Шрифт:
Интервал:
Закладка:
Что касается вкуса последних Медичи, то они вообще тяготели к разного рода странностям. Их архитекторы хранили верность старинному типу зданий, так что даже форт, например, Бельведере, чья коричнево-кремовая коробка с часами наверху и с привлекающими внимание окнами нависает над городом, похож на простой укрепленный фермерский дом; однако внутреннее убранство и сады отражают истинные склонности владельцев и их окружения — склонности ко всему необычному, экстравагантному, к безмолвной причудливости Природы, превращениям, к колоссальным белым статуям, похожим на огромные вырезанные из бумаги молочные бутылки и рожки с мороженым на американских рекламных стендах или на человечка с рекламы шин «Мишлен», к уродливым фантазиям в стиле рококо, якобы изображающим морские раковины, и нелепым формам подстриженных деревьев, к каменным статуям домашних собак в натуральную величину, украшающим стены или газоны, словно в предвкушении викторианских скульптур животных, к гротам и пещерам с искусственными сталактитами и сталагмитами, к «образцам» деревьев и малахиту, порфиру, алебастру, халцедону. На английских путешественников восемнадцатого века, например, Аддисона и Джона Ивлина, произвели впечатление герцогские зверинцы (судя по всему, таковых было два или три, один — возле башни Бельфри, один возле дворца Строцци, и еще один, вероятно, возле церкви Сантиссима Аннунциата); кроме того, в садах великих герцогов и в их жилищах часто встречались изображения животных, напоминавших носорогов или гиппопотамов. Например, в знаменитом саду Оричеллари, куда перенесли Платоновскую академию и где, как рассказывают, Макиавелли читал вслух свои «Рассуждения», стояла статуя циклопа Полифема высотой почти в двести пятьдесят футов, а также имелась пещера одноглазого гиганта, где среди искусственных сталактитов расположилась вся семья циклопа, огромная копия Пантеона с макетами классических могил академиков, и псевдонекрополь. На тосканских холмах прижились тщательно изготовленные копии чудес природы и абстрактные фигуры-олицетворения; так, на вилле делла Петрайя в Кастелло, принад лежавшей Медичи, в саду стоял бронзовый фонтан, представлявший Флоренцию, которая выжимает воду из своих волос, а на соседней вилле ди Кастелло, также собственности семьи Медичи, были грот со сталактитами, бронзовыми животными и пруд для разведения рыбы, украшенный гигантской статуей, которую называли «Апеннины». В коллекции Академии опытов можно посмотреть на медицинские термометры в форме черепахи.

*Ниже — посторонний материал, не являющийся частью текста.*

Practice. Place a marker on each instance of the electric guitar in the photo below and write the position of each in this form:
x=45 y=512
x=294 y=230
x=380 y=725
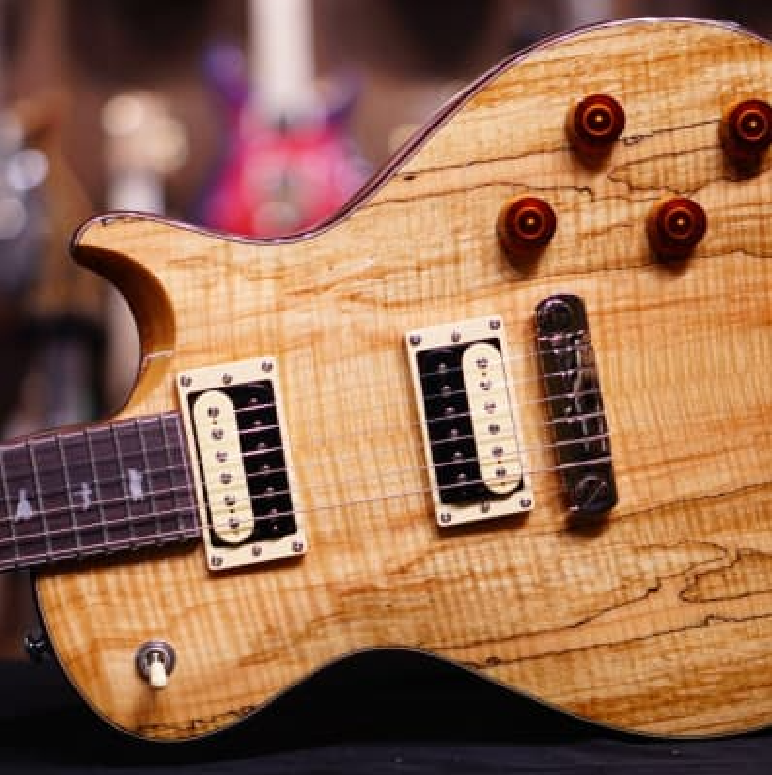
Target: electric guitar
x=511 y=408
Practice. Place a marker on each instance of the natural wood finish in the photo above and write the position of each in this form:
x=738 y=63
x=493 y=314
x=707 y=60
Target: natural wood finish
x=658 y=620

Как рассказывал другой путешественник, на вилле Амброджиана, вблизи Эмполи, Козимо III собрал особую коллекцию картин, написанных для него «одним из лучших флорентийских художников», и содержавшую очень точные изображения сотни редких животных, «четвероногих и летающих», в том числе двух двухголовых телят и одной двухголовой овцы, «а также записи о том, когда и где они родились и сколько прожили»; были там также «портреты» необычной формы и чудовищных размеров фруктов и деревьев. Эта коллекция уродств, собранная с целью увековечить память великого герцога, судя по всему, была утрачена, и в настоящее время на вилле размещается лечебница для душевнобольных преступников.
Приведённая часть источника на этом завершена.